Tuesday, November 24, 2009

Croissants:The Day that Fail Built

Well, it was bound to happen sooner or later. Yesterday was just not the day to make croissants and was on it's way to being the day that FAIL built. It started with a nearly missed doctor appointment for baby flu shots, a trip to the wrong store for what I really needed, and an ill advised time deadline for a new customer. To sum up, my mojo took a leave of absence. Even my darling friends the yeastie beasties were not on my side.
Lest we forget, the mysterious and illusive croissant requires a four to six hour process involving a basic yeast dough, a metric ton of butter and lots of waiting. It is not a pastry for the patient. For the impatient pastry gal, you want pate de choux, better known as puff pastry to Americans. Croissants are a wholly bizarre other animal. Once again, I digress.
Here's how the croissant failure happened. Basic dough attempt number one did not rise properly putting me about and hour and a half behind schedule for the day.
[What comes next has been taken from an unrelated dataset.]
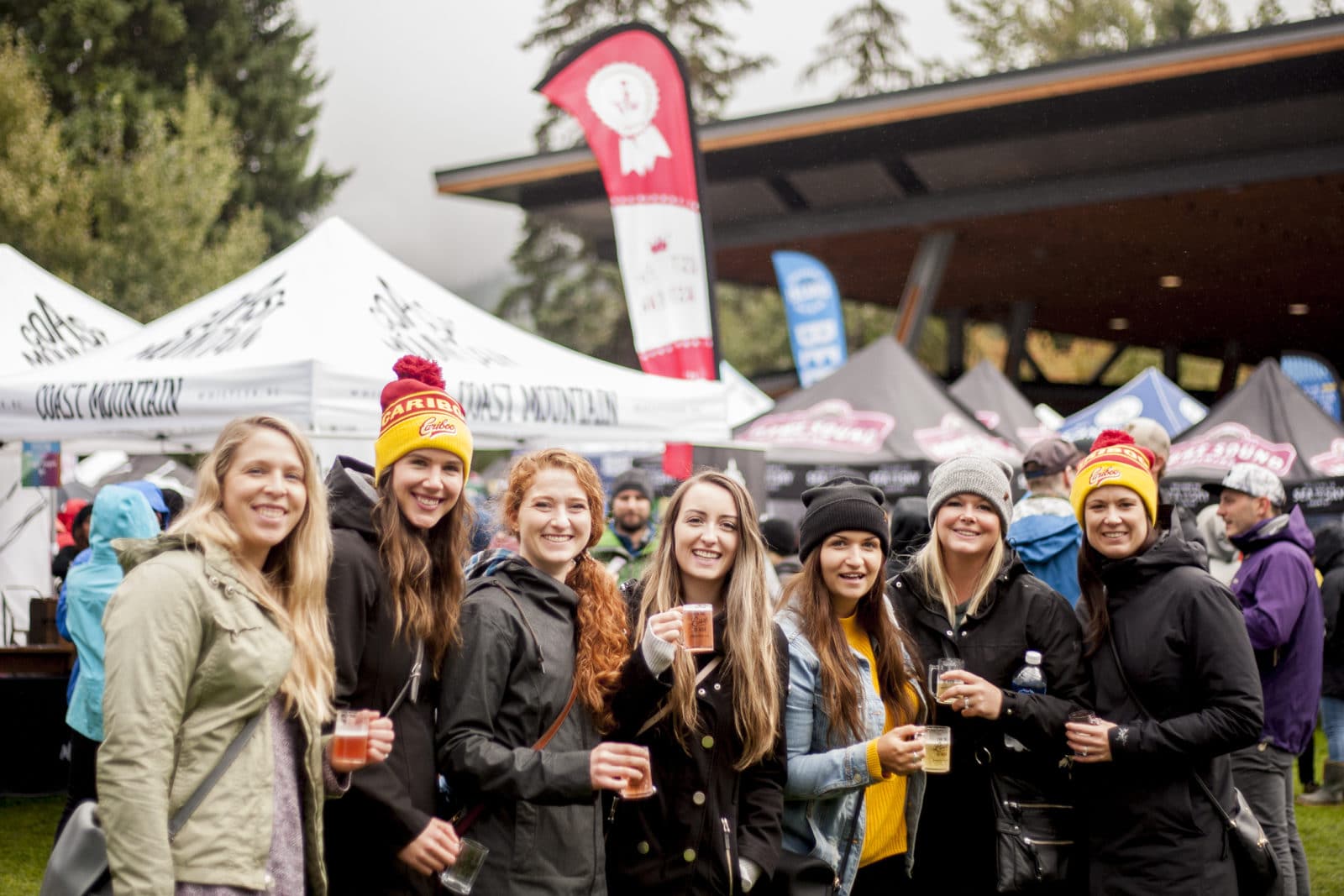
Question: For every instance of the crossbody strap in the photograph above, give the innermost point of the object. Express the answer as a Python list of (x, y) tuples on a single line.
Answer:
[(667, 707), (181, 817), (1124, 680)]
Attempt number two rose but had a terrible texture. If this were a test batch, which it should have been, I'd have thrown it out. The looming deadline and a desire to deliver on it drove me to continue against my better judgment. So what happened? I blame the yeast. I used a brand that I don't usually use and while it did proof, it had these really large granules that I think did nothing but sit there like little, texture killing interlopers.
I pressed on. Really pressed. The butter incorporation process, with all of the roll, fold, wait, roll, fold, wait for croissants is one of those things that really makes you wonder who sat around and thought that up. Bless them, but it was someone with more time and patience that I had yesterday, that's for sure. Press after press, turn after turn, I kept hoping and wishing, pleading, cajoling and even attempting to bribe the product into submission. It just wasn't going to happen. I wouldn't give up though. I took these little dough monsters all the way through the bake stage and got un-servable glop for my now 8 hours of work.
I called the customer. I explained the lack of mojo and the fail floating around like smog in my kitchen. She will get a free dozen after the Thanksgiving dust has settled. The game-show noise for a Price is Right looser kept playing and replaying in my head. Do di do dum ...waaaaw. My yodeler had fallen off the cliff.
Did I get to crawl under the bed and play 'fort' till I felt better? Nope. I still had work to do. But here's where the silver lining appears...brandy balls! Heck yeah, I said it. Let me say it again BRANDY BALLS! Great Googily Moogily! Chocolate work always makes me feel better.
After the client phone call I decided to whip out some ganache for truffles to take to the familial Thanksgiving feast. Given the foul funk of fail in the kitchen, booze immediately came to mind as the flavoring of choice. In this case the flavoring combination is Triple Sec, Brandy and Extra-Dark Cocoa. I also used the disher that was officially deemed 'too big' for truffles. So now I have giant, boozy, yummy treats. This went some great way to improving my mood. I found homes for homeless loaves of bread, I made a delivery of sugar-free pecan clusters, had a nice meal with the family and went grocery shopping with no more fail. Who else has a job where booze fixes everything? A sommelier I suppose, but still, it's pretty fun...even when it's made of fail.